25. In view of my above discussions and findings on Point No.1, I proceed to pass the following:

 SCH-9                     16                CC No. 23076/2016



                              ORDER

Acting under Section 255[2] of Cr.P.C, the accused is hereby convicted for the offence Punishable U/s. 138 of the N.I. Act.

The accused shall pay fine of Rs.5,50,000/- In default of payment of fine amount, the accused shall under go Simple Imprisonment for six months.

Out of the amount so realized, the accused shall pay a sum of Rs.5,45,000/- to the Complainant as compensation, as provided U/s.357 Cr.P.C. The remaining amount of Rs.5,000/- shall go to the State.

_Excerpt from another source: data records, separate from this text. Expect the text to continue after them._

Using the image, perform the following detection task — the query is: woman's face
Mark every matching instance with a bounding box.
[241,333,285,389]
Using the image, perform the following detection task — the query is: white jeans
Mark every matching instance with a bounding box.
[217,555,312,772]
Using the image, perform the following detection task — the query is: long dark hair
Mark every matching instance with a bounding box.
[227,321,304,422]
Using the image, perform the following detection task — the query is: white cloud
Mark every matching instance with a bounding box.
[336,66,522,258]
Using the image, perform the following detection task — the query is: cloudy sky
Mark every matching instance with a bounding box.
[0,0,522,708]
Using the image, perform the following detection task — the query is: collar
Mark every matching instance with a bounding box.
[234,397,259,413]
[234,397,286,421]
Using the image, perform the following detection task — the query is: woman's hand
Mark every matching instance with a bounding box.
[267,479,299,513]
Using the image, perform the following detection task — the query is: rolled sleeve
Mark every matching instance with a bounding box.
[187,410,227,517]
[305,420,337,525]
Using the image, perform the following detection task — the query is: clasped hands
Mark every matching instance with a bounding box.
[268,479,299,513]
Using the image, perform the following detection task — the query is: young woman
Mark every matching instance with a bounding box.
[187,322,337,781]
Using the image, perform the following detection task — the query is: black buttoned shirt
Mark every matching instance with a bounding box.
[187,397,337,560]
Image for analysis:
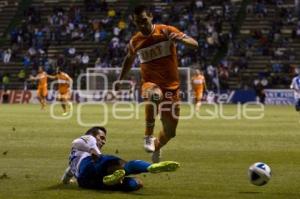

The bail bond and surety bond of the accused is hereby stand canceled.

Office is directed to furnish free copy of this judgment to the accused.

(Dictated to the Stenographer directly over computer, typed by her, corrected and then pronounced by me in the Open Court on this the 25th day of November 2020.) (Abdul Khadar) Judge, Court of Small Causes, & ACMM, Bengaluru.

ANNEXURE List of Witnesses examined on behalf of complainant:

PW -1          Krishna Murthy P
 SCH-9                 17             CC No. 23076/2016


List of Documents marked on behalf of complainant:

Ex.P1         Cheque
Ex.P1(a)      Signature of accused
Ex.P2         Bank Endorsement
Ex.P3         Legal Notice
Ex.P4         Postal receipts
Ex.P5         Unserved postal covers
Ex.P5(a)      Contents of Ex.P5
Ex.P6&7       Bank Statements

List of Witnesses examined on behalf of accused:

DW -1 Jayashankar List of documents marked on behalf of accused:

Nil (Abdul Khadar) Judge , Court of Small Causes, & ACMM, Bengaluru.